Conclusion: (summary & extending application)
Instead of rousing judgmental suspicions about what sinners those people must have been to meet such a tragic end, what tragedy should teach us is the frailty of human life and our desperate need to be right with God… before it’s too late. There is an urgency in our need for repentance.
Likewise, God’s judgment of Israel for her lack of repentance of religious hypocrisy shouldn’t cause us to shake our heads at their blindness. Instead, we need to realize that we ourselves are facing a deadline. There will come at day, and we do not know when, that the grace extended during this period of God’s patience will come to an end.
If you are putting off getting right with God, Jesus is here teaching the urgency of immediate repentance and faith.
And those of us who have, by God’s grace, found Jesus as our only hope for this life and for the one to come, how might we make application concerning repentance?
“Repentance is both a once-for-all event that shapes the whole subsequent course of the life and a day-by-day affair that keeps putting sin away.” -Leon Morris, Luke: An Introduction and Commentary, vol. 3, Tyndale New Testament Commentaries (Downers Grove, IL: InterVarsity Press, 1988), 239–240.
Turn to God and keep turning to God.
Come to Jesus and keep coming to Jesus. The comfort of Christians is to know that repentance and faith in Jesus does indeed yield righteousness before God—not a righteousness of our own according to the law (not by our own efforts to be right), but a righteousness that comes “through faith in Christ, the righteousness from God that depends on faith” (Php 3:9). Christ’s perfect righteousness on our behalf means that we will not suffer condemnation at the judgment. The further comfort for Christians is that our hope is in Christ for the end result and our hope is in Christ to live for God in the present.
Even as the vinedresser worked to do in cultivating his vineyard, so we too must repent again and again and return again and again to the resources of grace God has given us to cultivate our relationship with him. The health of our spiritual lives is indeed tied to our diligence in staying close to these means of his grace: We read his word to know him and apply his character and will to our lives, we pray to him to pour out our hearts and learn to trust him and let him lead us, we serve the body (the Church) for its maturity and purity, and we spread the news of restoration to God through repentance and faith to Jesus Christ. As we obey him in these ways, he makes us ever more faithful and fruitful until he comes.
Perhaps what many of us need to repent of today is not faithfully obeying to the Vinedresser in this simple means of his grace that he has for blessing our spiritual lives. Do you dig and mine God’s truth in his word for who he is and what he has for you? Are you praying diligently and urgently for your own dependence on God and for the repentance and restoration of others?

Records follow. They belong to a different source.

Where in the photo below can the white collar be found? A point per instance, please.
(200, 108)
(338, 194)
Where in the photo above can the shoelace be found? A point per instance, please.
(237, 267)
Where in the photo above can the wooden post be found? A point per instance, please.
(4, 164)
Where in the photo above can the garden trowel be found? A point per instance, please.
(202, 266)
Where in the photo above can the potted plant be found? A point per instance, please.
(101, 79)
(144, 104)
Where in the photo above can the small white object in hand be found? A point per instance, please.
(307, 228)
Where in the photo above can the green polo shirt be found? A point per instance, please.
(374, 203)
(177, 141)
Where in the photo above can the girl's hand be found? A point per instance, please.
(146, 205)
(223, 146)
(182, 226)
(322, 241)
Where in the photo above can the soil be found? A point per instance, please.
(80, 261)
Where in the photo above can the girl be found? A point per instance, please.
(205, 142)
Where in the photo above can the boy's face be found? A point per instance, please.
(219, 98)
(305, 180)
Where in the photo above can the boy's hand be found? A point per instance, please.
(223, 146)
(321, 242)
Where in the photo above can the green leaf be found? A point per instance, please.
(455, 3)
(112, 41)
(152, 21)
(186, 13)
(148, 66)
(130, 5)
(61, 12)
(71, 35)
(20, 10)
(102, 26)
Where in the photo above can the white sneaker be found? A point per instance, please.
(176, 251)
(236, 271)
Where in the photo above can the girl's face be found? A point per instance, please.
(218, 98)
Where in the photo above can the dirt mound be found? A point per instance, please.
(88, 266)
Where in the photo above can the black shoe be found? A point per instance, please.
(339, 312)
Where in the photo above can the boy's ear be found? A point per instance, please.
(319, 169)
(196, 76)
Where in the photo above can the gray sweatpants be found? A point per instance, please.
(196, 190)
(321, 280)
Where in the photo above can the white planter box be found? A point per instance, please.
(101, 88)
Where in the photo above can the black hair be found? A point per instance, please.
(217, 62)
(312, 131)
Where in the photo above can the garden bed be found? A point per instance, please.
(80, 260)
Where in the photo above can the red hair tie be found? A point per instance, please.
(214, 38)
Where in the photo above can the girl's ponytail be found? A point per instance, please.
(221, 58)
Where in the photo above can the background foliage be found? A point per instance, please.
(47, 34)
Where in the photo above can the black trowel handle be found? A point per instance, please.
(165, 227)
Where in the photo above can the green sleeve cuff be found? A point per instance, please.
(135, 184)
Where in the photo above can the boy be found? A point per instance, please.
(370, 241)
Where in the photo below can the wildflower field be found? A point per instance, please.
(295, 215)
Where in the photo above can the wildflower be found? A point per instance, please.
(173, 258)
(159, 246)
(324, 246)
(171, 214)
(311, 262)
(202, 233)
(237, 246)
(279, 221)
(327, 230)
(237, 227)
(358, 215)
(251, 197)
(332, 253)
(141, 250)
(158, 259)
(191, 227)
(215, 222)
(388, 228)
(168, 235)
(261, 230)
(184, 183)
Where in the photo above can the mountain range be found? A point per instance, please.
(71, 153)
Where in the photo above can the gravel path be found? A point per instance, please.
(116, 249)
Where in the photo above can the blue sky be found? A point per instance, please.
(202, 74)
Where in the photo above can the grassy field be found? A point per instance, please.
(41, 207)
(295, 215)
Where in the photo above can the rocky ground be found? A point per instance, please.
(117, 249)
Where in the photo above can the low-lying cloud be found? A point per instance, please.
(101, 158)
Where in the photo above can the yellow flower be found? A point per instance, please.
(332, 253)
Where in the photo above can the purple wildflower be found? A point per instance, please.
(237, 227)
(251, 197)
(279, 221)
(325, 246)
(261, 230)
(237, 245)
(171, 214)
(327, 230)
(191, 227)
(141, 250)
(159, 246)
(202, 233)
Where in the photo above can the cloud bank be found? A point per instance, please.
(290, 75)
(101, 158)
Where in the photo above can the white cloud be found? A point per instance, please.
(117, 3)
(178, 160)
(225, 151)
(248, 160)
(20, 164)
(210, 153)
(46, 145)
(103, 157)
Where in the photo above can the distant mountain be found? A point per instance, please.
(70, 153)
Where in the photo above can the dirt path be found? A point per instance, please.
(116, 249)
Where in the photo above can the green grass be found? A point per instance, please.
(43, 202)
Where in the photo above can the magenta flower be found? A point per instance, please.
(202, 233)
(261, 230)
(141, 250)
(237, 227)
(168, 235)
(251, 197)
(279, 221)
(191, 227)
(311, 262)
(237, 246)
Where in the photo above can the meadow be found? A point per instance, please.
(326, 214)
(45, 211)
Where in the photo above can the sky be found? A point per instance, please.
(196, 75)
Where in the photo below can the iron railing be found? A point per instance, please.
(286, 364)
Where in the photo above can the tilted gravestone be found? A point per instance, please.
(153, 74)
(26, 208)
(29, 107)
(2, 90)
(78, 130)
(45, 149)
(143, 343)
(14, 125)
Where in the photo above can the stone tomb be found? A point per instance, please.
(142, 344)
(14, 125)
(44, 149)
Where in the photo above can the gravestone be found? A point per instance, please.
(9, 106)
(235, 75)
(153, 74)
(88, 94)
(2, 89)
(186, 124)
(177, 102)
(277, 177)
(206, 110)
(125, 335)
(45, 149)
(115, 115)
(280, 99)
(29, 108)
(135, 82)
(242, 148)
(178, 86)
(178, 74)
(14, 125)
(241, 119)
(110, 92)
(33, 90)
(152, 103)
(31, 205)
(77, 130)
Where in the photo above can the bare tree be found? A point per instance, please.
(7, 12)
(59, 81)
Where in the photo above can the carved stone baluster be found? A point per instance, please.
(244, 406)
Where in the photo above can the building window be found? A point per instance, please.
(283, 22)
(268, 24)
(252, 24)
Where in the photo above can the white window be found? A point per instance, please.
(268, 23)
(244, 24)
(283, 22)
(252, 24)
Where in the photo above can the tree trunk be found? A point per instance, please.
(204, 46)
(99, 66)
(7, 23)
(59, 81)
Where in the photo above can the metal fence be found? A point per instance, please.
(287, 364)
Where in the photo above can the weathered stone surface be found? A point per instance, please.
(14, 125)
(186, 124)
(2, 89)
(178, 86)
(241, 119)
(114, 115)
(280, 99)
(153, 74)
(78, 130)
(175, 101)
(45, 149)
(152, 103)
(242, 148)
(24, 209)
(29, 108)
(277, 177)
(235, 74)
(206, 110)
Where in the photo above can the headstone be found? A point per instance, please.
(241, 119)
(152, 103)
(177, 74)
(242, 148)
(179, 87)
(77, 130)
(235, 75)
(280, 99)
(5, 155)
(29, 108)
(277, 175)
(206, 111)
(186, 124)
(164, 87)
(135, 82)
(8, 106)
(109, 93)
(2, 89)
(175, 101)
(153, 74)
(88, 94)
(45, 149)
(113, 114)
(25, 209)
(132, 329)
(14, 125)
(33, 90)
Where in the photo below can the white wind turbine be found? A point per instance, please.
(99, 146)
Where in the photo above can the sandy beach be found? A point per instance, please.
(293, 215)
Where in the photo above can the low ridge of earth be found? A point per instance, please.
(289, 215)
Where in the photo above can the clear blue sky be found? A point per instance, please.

Are you actively and frequently seeking new ways to serve God’s people with your energy and time and resources? Are you being lazy and selfish with the Good News of God’s grace offered to those who will turn in faith to Jesus? … The effort of these reminders is not to guilt you, but to remind you that repentance means restoration, and returning to obedience means spiritual growth and blessing.
May the Master, the vinedresser, the great shepherd of his sheep, when he comes, find us actively repenting of sin and self and depending wholly on his grace, obediently seeking to know him and make him known.